I especially like 2) - something that lots of non-philosophers have a hard time understanding, which is why we often get angry accusations that we're 'nitpicking' or that we're 'legitimising' societal evils, etc.

Faust said...

Yes 2) is difficult, but I'm happy to be guilty of occasionally making things more complicated than necessary given that most of the time people take far to much for granted!

Great post, great link.

Deepak Shetty said...

But on the whole, people who study/teach/write philosophy seem to be (on average) more reasonable and reflective.
But probably not more humble hmm?(that's a joke)

Ill also stipulate that some philosophy is really challenging and really interesting(for me philosophy of morals and ethics).

But I think (some) philosophers don't really understand the objections that are being made to philosophers/philosophy.
For e.g. some would tout as a big deal that science can't prove science - or the empirical method can never prove "truth". I suppose this is an example of "problematizing" things. An interesting theoretical problem -
But practically speaking, who cares? The same philosopher when he flies in an airplane bets his life on the very same science.

And besides as much as I like the philosophy of morals - there is no real way to evaluate competing ideas using philosophy.

Torquil Macneil said...

"But practically speaking, who cares? The same philosopher when he flies in an airplane bets his life on the very same science."

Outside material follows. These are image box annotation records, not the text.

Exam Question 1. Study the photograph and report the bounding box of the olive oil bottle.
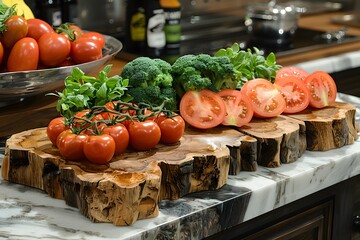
[145,0,166,57]
[160,0,181,53]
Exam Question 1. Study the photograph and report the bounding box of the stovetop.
[180,28,360,56]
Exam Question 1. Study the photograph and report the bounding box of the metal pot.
[245,1,299,45]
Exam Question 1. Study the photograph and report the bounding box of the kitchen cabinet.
[208,173,360,240]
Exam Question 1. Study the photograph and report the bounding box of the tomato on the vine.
[274,75,310,113]
[217,89,254,127]
[305,71,337,108]
[27,18,54,40]
[70,37,102,64]
[241,78,286,118]
[180,89,226,129]
[56,130,88,161]
[7,37,39,72]
[84,134,116,164]
[46,117,69,146]
[129,120,161,151]
[102,123,129,155]
[1,15,28,48]
[154,115,185,144]
[38,32,71,67]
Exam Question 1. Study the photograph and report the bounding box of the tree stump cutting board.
[289,102,358,151]
[2,127,249,225]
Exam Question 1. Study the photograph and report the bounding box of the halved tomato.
[275,66,309,81]
[274,75,310,113]
[217,89,254,127]
[180,89,226,129]
[241,78,286,118]
[305,71,337,108]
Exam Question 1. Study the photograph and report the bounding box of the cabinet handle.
[353,215,360,232]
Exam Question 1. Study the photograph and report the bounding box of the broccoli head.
[171,54,239,97]
[121,57,177,110]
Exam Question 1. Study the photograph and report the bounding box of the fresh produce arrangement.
[48,40,336,164]
[0,4,105,72]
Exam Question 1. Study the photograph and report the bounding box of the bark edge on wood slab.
[238,115,306,167]
[288,102,358,151]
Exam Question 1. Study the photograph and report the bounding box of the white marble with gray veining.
[0,94,360,240]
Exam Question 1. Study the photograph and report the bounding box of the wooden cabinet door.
[241,201,333,240]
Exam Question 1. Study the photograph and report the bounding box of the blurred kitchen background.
[25,0,360,58]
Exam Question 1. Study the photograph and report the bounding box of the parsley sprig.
[215,43,281,88]
[47,65,130,117]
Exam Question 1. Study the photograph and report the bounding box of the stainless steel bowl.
[0,35,123,107]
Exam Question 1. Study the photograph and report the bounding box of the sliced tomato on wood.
[180,89,226,129]
[217,89,254,127]
[275,75,310,113]
[305,71,337,108]
[275,66,309,81]
[241,78,286,118]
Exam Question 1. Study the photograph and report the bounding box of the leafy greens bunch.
[214,43,282,88]
[48,65,130,117]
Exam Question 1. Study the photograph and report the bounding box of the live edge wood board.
[2,103,357,226]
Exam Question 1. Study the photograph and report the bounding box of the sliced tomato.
[180,89,226,129]
[275,66,309,81]
[305,71,337,108]
[217,89,254,127]
[275,75,310,113]
[241,78,286,118]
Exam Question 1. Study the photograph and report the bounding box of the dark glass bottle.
[125,0,146,54]
[145,0,166,57]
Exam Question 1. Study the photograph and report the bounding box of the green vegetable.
[121,57,177,110]
[48,65,129,117]
[172,54,239,97]
[0,3,16,33]
[215,43,281,88]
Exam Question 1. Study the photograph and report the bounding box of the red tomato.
[275,75,310,113]
[38,32,71,67]
[155,115,185,144]
[46,117,69,146]
[81,32,105,49]
[1,15,28,48]
[73,109,105,134]
[103,123,129,155]
[56,130,89,161]
[241,78,286,118]
[70,37,102,64]
[129,120,161,151]
[84,134,116,164]
[27,18,54,40]
[7,37,39,72]
[218,89,254,127]
[305,71,337,108]
[180,89,226,129]
[275,66,309,81]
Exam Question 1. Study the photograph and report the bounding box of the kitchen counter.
[0,11,360,240]
[0,94,360,240]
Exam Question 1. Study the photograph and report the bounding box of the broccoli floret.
[121,57,177,110]
[172,54,239,97]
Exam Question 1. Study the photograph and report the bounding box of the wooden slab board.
[288,102,358,151]
[2,127,249,225]
[2,103,357,225]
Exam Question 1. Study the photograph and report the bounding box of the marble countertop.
[0,94,360,240]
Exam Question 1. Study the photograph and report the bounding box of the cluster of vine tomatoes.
[0,15,105,72]
[47,101,185,164]
[180,66,337,129]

But the arguments on atheist and free though sites are rarely about the best approach to aerodynamics, but the broader, philosophical claims made by scientists and others and sometimes based on a peculiar over-confidence in the explanatory powers of of science (large though they are), so we should care.

Deepak Shetty said...

but the broader, philosophical claims made by scientists
Some scientists(and or atheists) abuse philosophy(incorrectly) -

And some philosophers (and or believers) abuse science - not just the creationists - but the sophisticated ones who see God "guiding" evolution or the ones who think God twiddles his thumbs while waiting for a parallel universe to sprout humans or the ones who state quantum indeterminacy therefore God and so on.
Complain about both or neither, or be laughed at for your double standards.

Jack said...

I took philosophy courses, and the two most valuable things I got out of them. 1) The realization that so much of what I thought and believed actually came FROM philosophers. These great thinkers really did build the entire web of comprehension, still under construction, on which we live. It did not spring de novo into our minds. It makes us.

2) There is no greater pleasure than becoming aware of parts of this web you did not know before. It is like receiving your inheritance.